Let's give a quick proof of this result. Let $P \in \mathbb{Z}[X]$, and $a_0$, ..., $a_{k-1} \in \mathbb{Z}$ such that
$$P(a_0)=a_1, \quad P(a_1)=a_2, \quad ... \quad P(a_{k-2})=a_{k-1}, \quad P(a_{k-1})=a_k$$
We define, for every $n \in \mathbb{N}$, $a_n = a_{(n \ \mathrm{mod}\ k)}$. We shall prove that either the sequence $(a_n)_{n \in \mathbb{N}}$ is constant, either it is $2-$periodic.
For each $i \in \mathbb{N}$, one has $a_{i+2}-a_{i+1} = P(a_{i+1})-P(a_{i}) = (a_{i+1}-a_i) R_i$ for a certain integer $R_i$, with $R_i=R_{(i \ \mathrm{mod}\ k)}$ since the sequence $(a_i)_{i \in \mathbb{N}}$ is $k-$periodic.

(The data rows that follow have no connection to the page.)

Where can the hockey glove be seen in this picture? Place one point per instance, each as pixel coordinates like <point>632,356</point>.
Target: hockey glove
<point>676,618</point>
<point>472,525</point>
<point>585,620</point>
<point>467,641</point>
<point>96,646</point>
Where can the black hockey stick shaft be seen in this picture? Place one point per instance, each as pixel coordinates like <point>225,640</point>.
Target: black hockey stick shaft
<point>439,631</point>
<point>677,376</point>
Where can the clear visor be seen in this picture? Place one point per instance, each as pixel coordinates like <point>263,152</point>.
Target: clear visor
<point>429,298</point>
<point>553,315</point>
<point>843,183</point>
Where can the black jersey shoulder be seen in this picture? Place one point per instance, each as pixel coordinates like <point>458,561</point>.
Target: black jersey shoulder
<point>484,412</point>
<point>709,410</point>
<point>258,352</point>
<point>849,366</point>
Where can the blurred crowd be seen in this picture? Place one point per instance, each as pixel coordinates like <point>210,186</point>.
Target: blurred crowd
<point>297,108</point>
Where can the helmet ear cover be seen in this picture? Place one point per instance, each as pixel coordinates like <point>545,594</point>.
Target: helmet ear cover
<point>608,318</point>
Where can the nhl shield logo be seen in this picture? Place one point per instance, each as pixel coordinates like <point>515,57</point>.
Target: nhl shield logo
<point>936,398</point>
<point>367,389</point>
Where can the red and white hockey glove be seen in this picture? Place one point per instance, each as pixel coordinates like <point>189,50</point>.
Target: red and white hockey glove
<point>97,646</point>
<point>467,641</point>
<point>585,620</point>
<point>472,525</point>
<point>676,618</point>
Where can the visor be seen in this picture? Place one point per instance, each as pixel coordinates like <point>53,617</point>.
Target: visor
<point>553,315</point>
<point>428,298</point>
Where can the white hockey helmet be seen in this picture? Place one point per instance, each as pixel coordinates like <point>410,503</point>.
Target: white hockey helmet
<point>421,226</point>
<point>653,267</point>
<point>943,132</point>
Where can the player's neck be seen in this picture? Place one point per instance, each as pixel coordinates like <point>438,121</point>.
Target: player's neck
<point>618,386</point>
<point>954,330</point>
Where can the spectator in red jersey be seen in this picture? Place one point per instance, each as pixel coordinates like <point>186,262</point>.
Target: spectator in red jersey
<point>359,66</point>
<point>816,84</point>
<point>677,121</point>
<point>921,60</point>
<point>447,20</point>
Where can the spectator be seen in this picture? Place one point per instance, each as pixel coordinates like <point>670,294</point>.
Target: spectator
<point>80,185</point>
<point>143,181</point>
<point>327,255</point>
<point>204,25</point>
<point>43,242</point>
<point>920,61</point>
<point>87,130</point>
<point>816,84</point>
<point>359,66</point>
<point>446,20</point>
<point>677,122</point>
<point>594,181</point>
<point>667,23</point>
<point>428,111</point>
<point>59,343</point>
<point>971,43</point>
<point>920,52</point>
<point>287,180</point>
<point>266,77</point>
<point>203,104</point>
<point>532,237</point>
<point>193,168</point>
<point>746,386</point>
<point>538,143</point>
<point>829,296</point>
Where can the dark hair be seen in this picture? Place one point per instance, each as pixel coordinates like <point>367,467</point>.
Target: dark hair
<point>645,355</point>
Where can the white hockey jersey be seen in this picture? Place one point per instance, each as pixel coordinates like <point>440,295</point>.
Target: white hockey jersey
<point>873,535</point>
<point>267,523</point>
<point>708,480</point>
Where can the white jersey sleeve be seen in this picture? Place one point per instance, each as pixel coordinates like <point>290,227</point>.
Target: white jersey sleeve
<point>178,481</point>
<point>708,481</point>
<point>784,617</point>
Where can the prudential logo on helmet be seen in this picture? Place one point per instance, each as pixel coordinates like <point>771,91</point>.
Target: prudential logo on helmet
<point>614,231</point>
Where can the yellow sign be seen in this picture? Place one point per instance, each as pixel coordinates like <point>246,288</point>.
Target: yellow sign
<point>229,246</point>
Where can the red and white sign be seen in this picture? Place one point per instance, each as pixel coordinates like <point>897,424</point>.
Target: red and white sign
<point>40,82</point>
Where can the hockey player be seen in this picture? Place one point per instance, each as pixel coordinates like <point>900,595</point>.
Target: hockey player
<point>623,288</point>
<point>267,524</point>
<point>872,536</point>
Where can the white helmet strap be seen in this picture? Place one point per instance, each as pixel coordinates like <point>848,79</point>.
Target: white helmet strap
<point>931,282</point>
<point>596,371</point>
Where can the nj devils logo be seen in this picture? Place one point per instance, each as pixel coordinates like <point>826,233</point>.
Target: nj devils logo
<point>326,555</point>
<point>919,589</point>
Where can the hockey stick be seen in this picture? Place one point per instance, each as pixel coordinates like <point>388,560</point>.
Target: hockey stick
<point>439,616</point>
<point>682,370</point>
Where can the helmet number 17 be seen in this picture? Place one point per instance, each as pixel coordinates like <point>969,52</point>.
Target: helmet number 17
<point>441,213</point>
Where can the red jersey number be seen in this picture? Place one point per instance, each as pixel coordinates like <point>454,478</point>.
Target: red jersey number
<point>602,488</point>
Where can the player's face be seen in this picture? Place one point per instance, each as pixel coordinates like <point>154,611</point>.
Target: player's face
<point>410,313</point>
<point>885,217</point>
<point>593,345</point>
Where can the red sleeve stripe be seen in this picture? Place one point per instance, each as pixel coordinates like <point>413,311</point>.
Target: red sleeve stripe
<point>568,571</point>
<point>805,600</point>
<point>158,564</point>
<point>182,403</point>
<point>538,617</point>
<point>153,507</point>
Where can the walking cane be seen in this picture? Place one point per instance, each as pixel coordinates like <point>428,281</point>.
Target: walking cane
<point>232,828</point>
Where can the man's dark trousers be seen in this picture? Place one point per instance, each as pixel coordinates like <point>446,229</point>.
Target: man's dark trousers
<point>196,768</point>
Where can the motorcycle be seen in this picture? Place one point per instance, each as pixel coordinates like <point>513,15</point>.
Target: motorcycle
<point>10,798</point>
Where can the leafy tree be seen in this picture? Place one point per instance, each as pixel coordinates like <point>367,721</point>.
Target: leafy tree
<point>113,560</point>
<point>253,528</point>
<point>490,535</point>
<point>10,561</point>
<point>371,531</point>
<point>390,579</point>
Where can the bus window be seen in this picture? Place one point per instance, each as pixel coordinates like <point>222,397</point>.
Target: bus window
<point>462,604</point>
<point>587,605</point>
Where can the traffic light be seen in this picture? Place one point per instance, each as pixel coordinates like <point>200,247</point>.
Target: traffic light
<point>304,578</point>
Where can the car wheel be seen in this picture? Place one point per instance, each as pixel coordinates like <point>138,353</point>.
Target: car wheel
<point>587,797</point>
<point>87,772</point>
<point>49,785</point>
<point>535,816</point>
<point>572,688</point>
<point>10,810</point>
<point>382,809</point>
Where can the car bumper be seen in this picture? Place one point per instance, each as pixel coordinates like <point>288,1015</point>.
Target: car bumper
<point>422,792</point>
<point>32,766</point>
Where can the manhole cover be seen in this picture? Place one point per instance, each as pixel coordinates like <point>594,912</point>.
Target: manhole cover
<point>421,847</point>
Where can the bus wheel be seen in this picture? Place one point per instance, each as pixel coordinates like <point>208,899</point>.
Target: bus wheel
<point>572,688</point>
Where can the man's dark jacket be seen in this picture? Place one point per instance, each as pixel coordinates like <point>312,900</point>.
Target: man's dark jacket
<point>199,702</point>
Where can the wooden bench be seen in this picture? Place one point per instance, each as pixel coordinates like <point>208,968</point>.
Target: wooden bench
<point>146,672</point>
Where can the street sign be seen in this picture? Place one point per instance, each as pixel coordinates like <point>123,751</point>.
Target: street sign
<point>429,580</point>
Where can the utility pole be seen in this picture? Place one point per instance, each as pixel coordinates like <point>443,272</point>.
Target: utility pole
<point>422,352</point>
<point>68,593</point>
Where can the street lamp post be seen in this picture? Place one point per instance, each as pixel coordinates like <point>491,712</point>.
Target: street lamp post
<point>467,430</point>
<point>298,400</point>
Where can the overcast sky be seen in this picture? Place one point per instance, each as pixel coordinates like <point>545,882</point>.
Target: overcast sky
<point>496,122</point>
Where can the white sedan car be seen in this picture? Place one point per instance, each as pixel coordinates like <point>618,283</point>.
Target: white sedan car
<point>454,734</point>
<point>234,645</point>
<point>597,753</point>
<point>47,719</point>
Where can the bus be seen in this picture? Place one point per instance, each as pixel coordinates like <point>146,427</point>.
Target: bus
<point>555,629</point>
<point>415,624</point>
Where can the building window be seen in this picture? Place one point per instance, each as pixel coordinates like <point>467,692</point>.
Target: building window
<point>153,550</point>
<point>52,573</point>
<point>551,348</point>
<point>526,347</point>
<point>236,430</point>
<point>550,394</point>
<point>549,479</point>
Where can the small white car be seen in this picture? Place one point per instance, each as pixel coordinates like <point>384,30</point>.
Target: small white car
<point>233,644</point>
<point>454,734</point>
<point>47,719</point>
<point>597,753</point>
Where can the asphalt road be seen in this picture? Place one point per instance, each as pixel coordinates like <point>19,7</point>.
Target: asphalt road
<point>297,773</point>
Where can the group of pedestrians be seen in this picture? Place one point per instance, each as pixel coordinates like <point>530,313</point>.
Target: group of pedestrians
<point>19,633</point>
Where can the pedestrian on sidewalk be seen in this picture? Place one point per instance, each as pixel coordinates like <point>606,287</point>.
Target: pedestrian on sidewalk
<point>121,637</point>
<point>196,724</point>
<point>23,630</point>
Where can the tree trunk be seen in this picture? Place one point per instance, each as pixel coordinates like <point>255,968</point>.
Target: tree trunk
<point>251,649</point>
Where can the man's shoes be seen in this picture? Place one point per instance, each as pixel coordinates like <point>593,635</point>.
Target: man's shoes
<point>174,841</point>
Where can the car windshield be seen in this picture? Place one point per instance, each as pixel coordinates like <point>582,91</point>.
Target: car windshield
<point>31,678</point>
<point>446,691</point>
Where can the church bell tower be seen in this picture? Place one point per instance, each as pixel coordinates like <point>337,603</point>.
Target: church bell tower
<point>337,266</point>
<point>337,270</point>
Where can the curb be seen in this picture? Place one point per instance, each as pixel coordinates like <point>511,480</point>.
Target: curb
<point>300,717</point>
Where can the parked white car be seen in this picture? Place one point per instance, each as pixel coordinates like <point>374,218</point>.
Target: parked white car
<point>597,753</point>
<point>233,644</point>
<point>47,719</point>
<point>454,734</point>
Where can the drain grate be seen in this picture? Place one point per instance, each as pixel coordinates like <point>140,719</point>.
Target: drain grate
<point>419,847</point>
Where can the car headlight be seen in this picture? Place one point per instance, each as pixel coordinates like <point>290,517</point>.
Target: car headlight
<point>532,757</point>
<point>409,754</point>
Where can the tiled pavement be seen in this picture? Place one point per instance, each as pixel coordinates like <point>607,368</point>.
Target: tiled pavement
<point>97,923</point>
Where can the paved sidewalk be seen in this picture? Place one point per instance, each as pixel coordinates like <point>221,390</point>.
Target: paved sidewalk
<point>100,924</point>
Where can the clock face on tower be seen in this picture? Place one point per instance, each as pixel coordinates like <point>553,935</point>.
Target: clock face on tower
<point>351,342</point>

Thus, il follows by induction that for every $n \in \mathbb{N}$, one has
$$a_{n+k+1}-a_{n+k} = (a_{n+1}-a_n) \prod_{i=0}^{k-1} R_i$$
But one has $a_{n+k+1}-a_{n+k} = a_{n+1}-a_{n}$ so
$$(a_{n+1}-a_n) \prod_{i=0}^{k-1} R_i = a_{n+1}-a_n$$
so either $a_{n+1}=a_n$, either $\displaystyle \prod_{i=0}^{k-1} R_i = 1$.
The first case leads to the fact that $(a_n)_{n \in \mathbb{N}}$ is constant, so we can assume that $\displaystyle \prod_{i=0}^{k-1} R_i = 1$ : we deduce that for every $i \in \mathbb{N}$, $R_i = \pm 1$.
If one has $R_i=1$ for every $i \in \mathbb{N}$, then it means that $a_{i+2}-a_{i+1}=a_{i+1}-a_i$ : since the sequence $(a_n)_{n \in \mathbb{N}}$ is $k-periodic, then it implies that it is constant.
If one has $R_i=-1$ for an integer $i \in \mathbb{N}$, then for this $i$, one has $a_{i+2}-a_{i+1} = -(a_{i+1}-a_i)= a_i-a_{i+1}$ and hence, $a_{i+2}=a_i$ and the sequence is $2-$periodic.